While I love my Xbox 360, which I purchased some four months after launch, it doesn't really do anything from a player's perspective that the Xbox, or for that matter Playstation 1, hasn't already done. I know we like to talk about next-generation, but from my obscenely comfy Aeron Chair, we're still in the same generation that began September 9, 1995.
The PC title Quake usually takes much of the credit for ushering in the era of gaming in the third dimension, but, in that discussion, far too little recognition is given to Sony -- a phrase I don't use often. Quake launched onto the PC in the summer of 1996 by which point Sony's seminal machine had been dishing out 3D gaming glory for eight months. Certainly Quake ushered in a new era of PC gaming, and introduced us all to the money siphoning necessity of 3D acceleration, a concept that wouldn't be truly cemented into the Gamer's Big Book of Requirements until – guess who -- Sony financed and published Everquest, the first major PC title that demanded 3D acceleration in 1999. But, Carmack's genius effort was not the first nor most influencing effort to push games into a third spatial dimension.
It's impossible to understate how significant the 16 months between the launch of the Playstation and the end of 1996 were to video games as we know them today. Within those 16 months games released included: Duke Nuke'em 3D, Quake, Resident Evil, Tomb Raider, Tekken, Warcraft 2, Super Mario 64, Wipeout, Mario Kart 64 (in Japan), Meridian 59 and Diablo. The year also introduced new methods for controlling our gamespaces including shoulder buttons, analog control with the Nintendo 64 (analog came to Playstation in 1997) and WASD+mouse controls for PC titles. We were playing games in a different way.
Let that soak in for a moment. It's twelve years later, and the industry is still rifling through variations on the concepts created in 1996. That, my friends, is a generational leap.

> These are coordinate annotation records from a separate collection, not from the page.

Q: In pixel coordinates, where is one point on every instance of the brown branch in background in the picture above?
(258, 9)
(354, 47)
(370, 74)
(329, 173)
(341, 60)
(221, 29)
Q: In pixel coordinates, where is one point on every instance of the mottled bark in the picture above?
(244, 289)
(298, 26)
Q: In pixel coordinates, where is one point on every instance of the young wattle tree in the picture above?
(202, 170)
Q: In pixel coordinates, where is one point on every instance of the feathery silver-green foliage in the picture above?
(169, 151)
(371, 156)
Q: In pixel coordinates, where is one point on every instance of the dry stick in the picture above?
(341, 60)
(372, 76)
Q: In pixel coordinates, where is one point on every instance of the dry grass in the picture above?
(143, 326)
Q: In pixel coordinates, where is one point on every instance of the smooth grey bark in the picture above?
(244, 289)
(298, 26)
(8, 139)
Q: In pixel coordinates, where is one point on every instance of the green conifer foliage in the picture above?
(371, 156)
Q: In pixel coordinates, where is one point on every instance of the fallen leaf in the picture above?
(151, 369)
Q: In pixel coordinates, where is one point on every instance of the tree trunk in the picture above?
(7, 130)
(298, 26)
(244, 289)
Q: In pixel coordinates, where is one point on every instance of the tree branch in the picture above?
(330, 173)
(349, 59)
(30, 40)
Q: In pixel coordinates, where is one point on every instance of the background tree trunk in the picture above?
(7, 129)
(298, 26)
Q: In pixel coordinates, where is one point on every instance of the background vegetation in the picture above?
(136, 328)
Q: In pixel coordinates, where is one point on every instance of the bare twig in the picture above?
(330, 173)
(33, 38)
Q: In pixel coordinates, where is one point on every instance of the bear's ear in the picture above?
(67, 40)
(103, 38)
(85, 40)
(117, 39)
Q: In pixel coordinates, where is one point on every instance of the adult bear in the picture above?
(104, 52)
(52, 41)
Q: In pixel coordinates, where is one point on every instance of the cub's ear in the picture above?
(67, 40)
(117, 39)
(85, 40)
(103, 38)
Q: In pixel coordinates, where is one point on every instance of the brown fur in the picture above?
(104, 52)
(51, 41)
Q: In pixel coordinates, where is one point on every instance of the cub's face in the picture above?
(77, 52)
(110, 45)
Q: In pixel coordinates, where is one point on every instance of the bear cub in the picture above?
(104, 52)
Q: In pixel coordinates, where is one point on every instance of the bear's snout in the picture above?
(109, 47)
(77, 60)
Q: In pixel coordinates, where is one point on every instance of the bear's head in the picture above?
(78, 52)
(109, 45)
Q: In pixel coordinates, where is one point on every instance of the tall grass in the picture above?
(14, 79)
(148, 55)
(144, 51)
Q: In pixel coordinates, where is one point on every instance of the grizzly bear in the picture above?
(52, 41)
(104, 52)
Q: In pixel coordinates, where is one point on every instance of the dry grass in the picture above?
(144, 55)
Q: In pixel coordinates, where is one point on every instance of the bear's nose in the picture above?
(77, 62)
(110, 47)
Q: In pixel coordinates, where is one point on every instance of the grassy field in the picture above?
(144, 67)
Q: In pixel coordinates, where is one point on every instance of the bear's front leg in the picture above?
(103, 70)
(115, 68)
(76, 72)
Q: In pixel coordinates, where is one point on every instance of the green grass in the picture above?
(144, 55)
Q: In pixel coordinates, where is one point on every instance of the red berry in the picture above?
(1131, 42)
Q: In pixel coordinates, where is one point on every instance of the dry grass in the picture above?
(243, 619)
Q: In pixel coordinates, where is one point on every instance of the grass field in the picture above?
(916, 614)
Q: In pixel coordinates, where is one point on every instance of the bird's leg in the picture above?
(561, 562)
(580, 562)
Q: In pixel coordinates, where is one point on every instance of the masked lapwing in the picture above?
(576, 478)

The Playstation 3 and the Xbox 360 are nice upgrades with some pleasant bells and whistles that meet the standards one expects in a new system: faster processor, better storage, more advanced media and online features. I don't fault the makers for bringing new hardware to the market, but can we call it a new generation if the games we play are only modified versions of the children of '96? Where is the new dimension to gaming now?
Ask Nintendo. Whether they will eventually usher in the next gaming paradigm, they seem to be the only ones left exploring the frontiers. The jury is still out on the Wii, and must remain so for at least a year. It seems a system perched on the knife's edge between monumental success and gimmicky fad, but can't we begin to describe the Nintendo DS as the first generational leap in portable gaming since the Gameboy. By fundamentally breaking the assumptions of how players interact with games the system seems to have sparked a creative renaissance from developers who widely populate the DS with new ideas, new styles of play and fresh explorations of familiar themes.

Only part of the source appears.